Sure, eventually, they'll have moved away from Intel hardware, but by then one of two things will have happened:
They'll go back to letting folks mod their own machines. Memory and storage, that's all I'm asking.
They'll stop putting a gag over the fingers of folks who actually know how to operate the device.
Alternatively, folks will figure out how to hack their OS with 3rd-party M* chips, just as they have with Intel.
Personally, am not holding my breath. I like OSX, I really do, but don't use any of their native apps. It's just a pretty screen. No Maps or FaceTime or any of that, more iTerm & Vim/VS Code/Pulsar (when it matures a bit). It's just a tool, and it's *my* tool. The manufacturer should not obstruct my either repairing or operating it.
(The overall tenor of this also explains why I've never purchased one of their phones.)
Hopefully, eventually Adobe will create a 'nix version of their own rental software, so I don't have to learn Gimp/Inkscape/Scribus/Audacity/etc., and thus also don't have to consider going back to 'doze as my daily driver.

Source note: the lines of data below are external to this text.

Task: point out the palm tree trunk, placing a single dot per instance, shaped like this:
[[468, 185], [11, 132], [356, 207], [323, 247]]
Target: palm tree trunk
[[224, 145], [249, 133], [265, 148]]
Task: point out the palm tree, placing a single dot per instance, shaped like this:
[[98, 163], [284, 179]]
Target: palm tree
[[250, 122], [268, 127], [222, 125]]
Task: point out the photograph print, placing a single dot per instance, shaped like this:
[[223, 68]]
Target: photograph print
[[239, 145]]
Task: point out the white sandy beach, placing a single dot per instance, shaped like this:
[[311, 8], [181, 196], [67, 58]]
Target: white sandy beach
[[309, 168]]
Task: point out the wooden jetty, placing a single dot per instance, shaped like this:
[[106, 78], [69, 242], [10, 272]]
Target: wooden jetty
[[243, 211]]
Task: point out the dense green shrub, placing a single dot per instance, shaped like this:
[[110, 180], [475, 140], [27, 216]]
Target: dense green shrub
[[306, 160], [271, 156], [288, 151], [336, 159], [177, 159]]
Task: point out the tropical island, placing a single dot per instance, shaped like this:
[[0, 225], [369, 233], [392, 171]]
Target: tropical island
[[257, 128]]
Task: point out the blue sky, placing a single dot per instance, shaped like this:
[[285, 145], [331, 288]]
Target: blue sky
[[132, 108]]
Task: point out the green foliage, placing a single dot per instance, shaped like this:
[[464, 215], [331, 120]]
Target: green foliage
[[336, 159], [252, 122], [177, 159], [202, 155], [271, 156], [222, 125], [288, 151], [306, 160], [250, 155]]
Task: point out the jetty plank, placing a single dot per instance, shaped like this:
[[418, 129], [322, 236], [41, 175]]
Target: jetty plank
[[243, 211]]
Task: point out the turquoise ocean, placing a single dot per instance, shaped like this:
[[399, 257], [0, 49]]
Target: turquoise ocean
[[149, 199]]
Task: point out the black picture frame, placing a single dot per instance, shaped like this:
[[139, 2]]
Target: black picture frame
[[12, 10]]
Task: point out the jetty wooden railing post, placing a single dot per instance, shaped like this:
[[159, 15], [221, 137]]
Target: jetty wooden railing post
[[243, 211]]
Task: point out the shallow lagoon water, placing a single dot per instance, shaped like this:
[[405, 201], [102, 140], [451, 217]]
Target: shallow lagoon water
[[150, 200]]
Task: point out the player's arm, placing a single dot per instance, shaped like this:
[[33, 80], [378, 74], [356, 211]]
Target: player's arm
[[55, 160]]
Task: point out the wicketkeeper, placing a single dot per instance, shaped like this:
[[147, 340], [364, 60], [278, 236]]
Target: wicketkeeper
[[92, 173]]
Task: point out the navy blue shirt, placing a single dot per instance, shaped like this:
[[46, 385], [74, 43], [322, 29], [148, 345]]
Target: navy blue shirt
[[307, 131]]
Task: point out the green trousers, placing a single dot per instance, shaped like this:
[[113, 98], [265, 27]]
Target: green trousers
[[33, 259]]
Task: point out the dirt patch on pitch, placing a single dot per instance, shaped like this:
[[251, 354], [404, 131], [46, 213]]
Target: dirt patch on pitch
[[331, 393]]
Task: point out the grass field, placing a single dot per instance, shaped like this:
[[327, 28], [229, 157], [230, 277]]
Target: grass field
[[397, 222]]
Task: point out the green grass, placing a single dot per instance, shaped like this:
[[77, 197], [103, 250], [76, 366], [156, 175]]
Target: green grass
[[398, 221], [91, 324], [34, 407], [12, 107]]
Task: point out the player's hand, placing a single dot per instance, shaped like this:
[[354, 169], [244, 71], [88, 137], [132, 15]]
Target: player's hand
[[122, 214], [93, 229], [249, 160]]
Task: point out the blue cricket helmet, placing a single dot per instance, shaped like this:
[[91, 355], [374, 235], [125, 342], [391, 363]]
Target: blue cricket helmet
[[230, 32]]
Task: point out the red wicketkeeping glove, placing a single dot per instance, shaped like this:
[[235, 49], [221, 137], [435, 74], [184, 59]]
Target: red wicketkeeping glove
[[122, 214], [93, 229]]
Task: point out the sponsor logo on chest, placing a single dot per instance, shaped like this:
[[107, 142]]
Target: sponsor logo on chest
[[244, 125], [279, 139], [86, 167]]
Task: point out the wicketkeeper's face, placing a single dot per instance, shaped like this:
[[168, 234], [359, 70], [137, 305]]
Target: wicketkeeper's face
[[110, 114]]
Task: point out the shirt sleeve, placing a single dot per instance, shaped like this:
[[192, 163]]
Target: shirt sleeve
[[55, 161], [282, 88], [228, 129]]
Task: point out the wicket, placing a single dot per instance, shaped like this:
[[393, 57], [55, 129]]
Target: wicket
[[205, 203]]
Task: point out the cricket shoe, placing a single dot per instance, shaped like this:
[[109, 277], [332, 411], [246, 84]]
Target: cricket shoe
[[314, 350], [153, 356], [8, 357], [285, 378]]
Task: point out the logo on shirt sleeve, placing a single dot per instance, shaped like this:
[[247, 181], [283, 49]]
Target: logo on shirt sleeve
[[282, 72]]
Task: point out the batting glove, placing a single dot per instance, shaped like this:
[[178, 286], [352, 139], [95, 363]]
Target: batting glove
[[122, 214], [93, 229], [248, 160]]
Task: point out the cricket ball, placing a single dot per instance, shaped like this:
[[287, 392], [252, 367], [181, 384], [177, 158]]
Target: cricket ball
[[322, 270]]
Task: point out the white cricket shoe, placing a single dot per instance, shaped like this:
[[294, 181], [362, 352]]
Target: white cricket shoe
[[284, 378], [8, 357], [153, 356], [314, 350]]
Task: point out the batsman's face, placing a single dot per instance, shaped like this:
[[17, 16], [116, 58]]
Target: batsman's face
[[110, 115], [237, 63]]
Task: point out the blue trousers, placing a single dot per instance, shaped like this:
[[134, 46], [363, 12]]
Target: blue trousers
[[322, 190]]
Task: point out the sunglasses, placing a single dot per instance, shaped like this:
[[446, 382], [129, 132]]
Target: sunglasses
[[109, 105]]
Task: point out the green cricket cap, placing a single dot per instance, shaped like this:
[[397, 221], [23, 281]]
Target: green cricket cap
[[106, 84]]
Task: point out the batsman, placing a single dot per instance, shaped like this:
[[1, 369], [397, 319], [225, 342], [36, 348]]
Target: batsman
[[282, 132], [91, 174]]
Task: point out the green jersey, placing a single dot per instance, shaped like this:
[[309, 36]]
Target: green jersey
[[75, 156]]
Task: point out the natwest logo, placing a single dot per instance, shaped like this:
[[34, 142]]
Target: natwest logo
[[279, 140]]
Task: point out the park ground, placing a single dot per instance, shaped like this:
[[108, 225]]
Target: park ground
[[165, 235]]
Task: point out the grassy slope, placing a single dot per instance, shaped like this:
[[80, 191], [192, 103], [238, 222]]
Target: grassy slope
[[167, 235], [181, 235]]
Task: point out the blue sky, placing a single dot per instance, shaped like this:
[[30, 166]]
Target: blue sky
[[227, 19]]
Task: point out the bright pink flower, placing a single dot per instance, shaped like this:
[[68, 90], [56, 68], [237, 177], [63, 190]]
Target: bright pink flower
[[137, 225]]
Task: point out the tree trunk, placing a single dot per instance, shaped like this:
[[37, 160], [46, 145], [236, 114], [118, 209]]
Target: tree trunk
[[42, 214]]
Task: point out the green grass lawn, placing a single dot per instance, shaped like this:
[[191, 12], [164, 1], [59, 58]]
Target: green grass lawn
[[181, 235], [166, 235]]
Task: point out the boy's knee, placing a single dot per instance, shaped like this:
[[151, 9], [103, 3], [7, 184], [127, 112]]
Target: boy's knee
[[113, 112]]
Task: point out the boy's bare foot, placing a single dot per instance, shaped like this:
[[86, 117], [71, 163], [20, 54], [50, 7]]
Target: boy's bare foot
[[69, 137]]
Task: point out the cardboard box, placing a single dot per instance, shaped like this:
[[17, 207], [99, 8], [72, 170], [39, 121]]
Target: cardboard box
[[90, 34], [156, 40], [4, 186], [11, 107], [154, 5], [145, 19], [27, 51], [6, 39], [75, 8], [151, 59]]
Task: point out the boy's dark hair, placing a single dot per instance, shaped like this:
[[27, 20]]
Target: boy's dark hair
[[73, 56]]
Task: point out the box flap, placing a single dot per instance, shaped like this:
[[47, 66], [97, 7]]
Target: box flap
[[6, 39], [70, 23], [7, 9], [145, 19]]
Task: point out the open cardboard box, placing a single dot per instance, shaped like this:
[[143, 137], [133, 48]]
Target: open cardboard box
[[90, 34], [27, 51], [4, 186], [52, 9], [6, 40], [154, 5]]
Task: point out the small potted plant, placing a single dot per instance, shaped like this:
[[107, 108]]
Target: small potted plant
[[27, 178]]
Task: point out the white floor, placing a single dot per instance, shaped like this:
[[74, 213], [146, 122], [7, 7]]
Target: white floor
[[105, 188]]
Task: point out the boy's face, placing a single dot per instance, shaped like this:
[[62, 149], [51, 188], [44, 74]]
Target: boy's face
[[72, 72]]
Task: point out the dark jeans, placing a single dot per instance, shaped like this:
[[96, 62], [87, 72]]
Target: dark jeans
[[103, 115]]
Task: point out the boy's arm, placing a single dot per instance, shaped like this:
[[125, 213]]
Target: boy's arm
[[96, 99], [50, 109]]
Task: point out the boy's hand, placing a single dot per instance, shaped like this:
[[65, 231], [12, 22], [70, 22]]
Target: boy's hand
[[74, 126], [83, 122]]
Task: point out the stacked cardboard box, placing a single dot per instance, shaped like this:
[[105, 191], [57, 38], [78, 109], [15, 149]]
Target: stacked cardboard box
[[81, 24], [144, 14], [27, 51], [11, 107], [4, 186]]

As to the sliding sales, sure, all this is part of it - I can't be the only one tired of their shenanigans - but part of it is also surely a simple case of glut. Eventually we'll just run out of folks that either need - or can comfortably afford - the latest shiny bling, especially as it's really no shinier than that other bling they just got a little while ago.
Apple seems to have solved the riddle of creating luxury products that sell widely enough to be considered mass-market. Their strength is their brand.
They will no doubt extend this brand power to other products like cars, household goods, etc in the future where - even a fraction of the success of the iphone will bring them a windfall. The market was highly skeptical before the launch that Apple could extend thier prowess from computers and tablets to mobile phones - 2.24 billion units later, I would think there are not too many skeptics left. Whether you love or hate the products - it seems foolish to bet against Apple's continued success in the future.